Optimists in the restorative set — that seems to be a common trait — say the idea is taking off in a way they’ve not seen before. “Right now is a perfect storm in terms of a variety of different people, in different locations throughout the city, and throughout the state and the nation, that are really pushing to get the word out about the importance of restorative practices and other social-emotional tools,” says Robert Spicer, who went from dean to “culture and climate specialist” at Fenger High School in Chicago. He says the use of restorative justice at the school arose from tragedy: the 2009 beating death of Fenger student Derrion Albert, captured on cell phone video and broadcast around the world. “The adults in the school were willing to try just about anything that would bring back the equilibrium that we so desired and so needed,” Spicer says.
It doesn’t always take a tragedy to awaken educators to restorative possibilities. Illinois Balanced and Restorative Justice advocates once traveled the state, pitching the idea to schools. Since the federal guidelines came out, districts are calling them. Chicago has had a restorative justice option for a couple of years, at least on paper. Now the question is one of resources — money and time.

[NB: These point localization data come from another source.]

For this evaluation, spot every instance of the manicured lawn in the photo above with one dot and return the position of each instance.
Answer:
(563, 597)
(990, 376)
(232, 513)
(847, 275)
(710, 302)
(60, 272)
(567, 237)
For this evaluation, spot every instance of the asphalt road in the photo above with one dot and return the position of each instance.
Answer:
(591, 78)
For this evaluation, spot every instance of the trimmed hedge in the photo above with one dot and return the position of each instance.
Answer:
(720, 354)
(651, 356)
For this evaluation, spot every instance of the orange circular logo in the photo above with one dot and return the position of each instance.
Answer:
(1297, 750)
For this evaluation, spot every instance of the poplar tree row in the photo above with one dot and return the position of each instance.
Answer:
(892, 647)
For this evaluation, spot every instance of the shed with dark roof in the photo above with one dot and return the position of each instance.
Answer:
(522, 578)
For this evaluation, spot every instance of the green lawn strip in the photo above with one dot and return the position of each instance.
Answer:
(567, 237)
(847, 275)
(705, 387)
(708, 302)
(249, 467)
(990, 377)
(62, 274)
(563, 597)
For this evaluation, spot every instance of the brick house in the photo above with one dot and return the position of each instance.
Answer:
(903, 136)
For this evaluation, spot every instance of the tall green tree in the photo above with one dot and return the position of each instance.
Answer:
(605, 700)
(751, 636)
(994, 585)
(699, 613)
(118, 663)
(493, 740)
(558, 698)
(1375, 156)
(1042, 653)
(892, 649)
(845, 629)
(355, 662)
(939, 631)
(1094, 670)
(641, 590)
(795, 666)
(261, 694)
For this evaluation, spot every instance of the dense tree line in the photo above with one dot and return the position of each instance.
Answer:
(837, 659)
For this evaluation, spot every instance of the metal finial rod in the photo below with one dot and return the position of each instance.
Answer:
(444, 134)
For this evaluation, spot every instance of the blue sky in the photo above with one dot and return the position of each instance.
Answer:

“Restorative justice work is actually slow work,” Kaba says. “What’s happened in schools with accountability movements — people want direct, immediate changes. And you need to take time with restorative justice. Because at the base of what restorative justice is about is transforming relationships.”
Fenger and Spicer were included in CNN’s documentary seriesChicagoland. But even being held up as a model for change hasn’t been enough to spare the school from the financial pressures that have affected every level of government in Illinois. “I was recently laid off due to budget cuts, and was very saddened by that because of the importance of the work of restorative justice,” Spicer says. “But I feel that we’ve been able — and when I say ‘we’ I mean (Principal) Elizabeth Dozier and myself and the team that’s there — have been able to really build an ecosystem of care.”
As with many peace movements, the question facing restorative justice — at Fenger and elsewhere — is whether the message can thrive without the resources to invest in a messenger.